For our woman at the well, this realization suddenly comes upon her and she rushes off to the village to tell the others of the person she has met.
This wanting to tell others of what Jesus has done for them is the natural and appropriate response. All Christians upon accepting Christ as their Saviour should share in this response. Yet, I find it puzzling that those who have been a Christian for a long, long time look down their noses at those who have found the love of Christ and want to share their good news of the Gospel with others. Why is this. If the hope instilled upon us at the time of conviction that Christ is the Messiah caused us to respond this way upon first encountering a relationship with Him, why do older Christians, those who should have been drinking of this living water daily, seem to have forgotten their first love. The reality is, the joy and enthusiasm that was displayed by the woman at the well, should continue the rest of our lives, because we have this wonderful hope that should be springing from us as springs of living water to bless others, and show them of Christ’s great love, mercy and salvation that is available to all.
This woman was so happy and overjoyed that she was willing to leave her waterpots to proclaim the good news to the men and elders of the city in which she lived.
Because of the testimony of this woman the people of the village went to see for themselves what had brought such a change upon the life of the woman.
In our Christian experience as the woman at the well found out, Christ will reveal to us our many sins and shortcomings. Not because He is attempting to discourage us, but that His character might be brought out through us and that our character will be changed into His likeness. Yet, as it was evident to the towns people, the change should be seen the very moment we accept Christ as our Messiah.

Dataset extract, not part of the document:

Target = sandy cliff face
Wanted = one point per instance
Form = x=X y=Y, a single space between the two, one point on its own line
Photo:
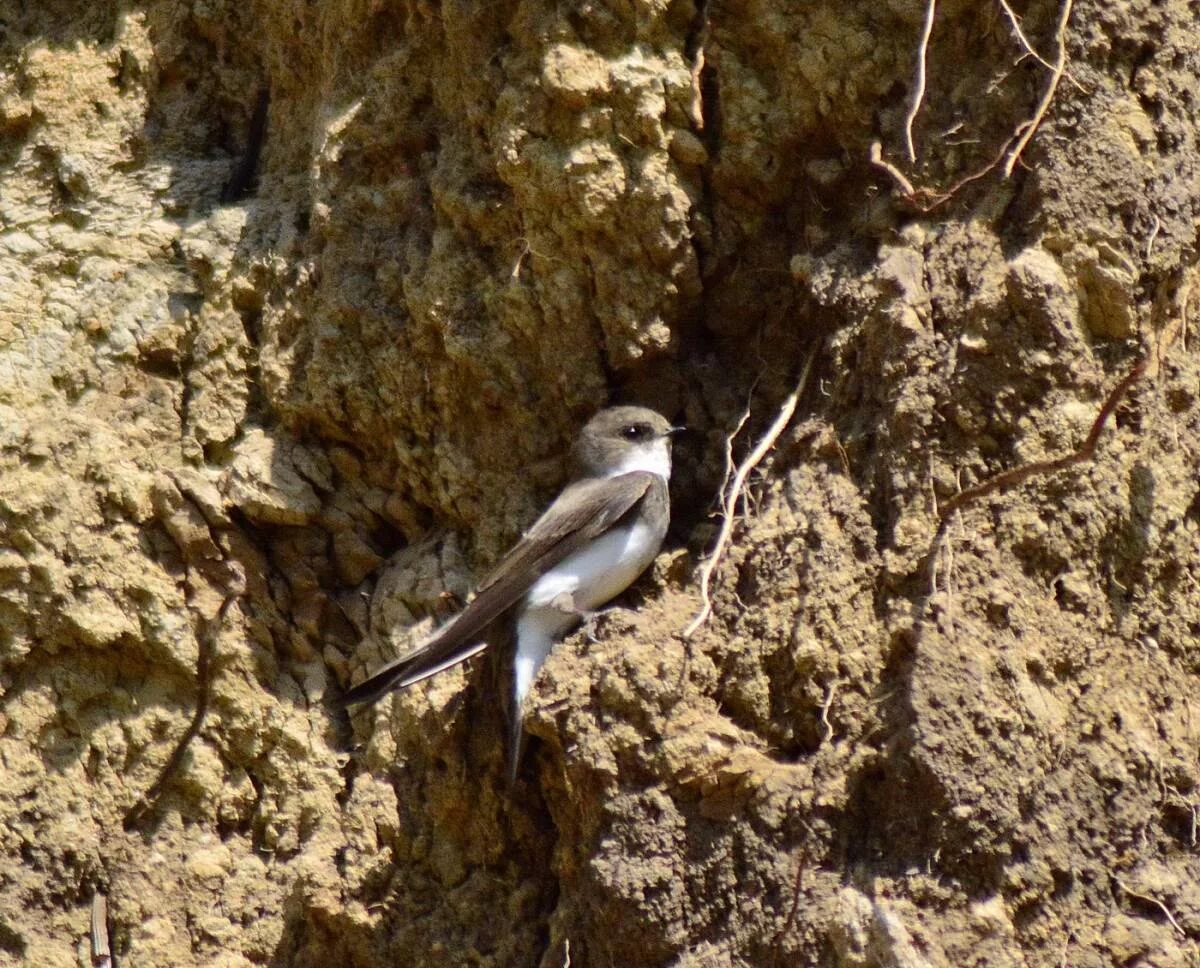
x=300 y=304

The power of her witness! The new-found radiance from her face! The changed attitude of this woman caused the village to come to the well that Jacob dug. They listened to the true Son of Jacob create within them the desire for something better. A conviction of personal need. As He called the woman to acknowledge Him as the Messiah, He did the same upon the hearts of all the towns people and finally, a call to action that they to by their changed lives, might witness to others of the great love and mercy of the true Son of Jacob who sat by the well of Jacob, not to give them stagnate earthly water, but the pure water of the that only comes from the throne of God.
I would dearly love to know the reaction of the disciples. What lessons did they learn and what we can learn from the true Son of Jacob, who offers “living water.”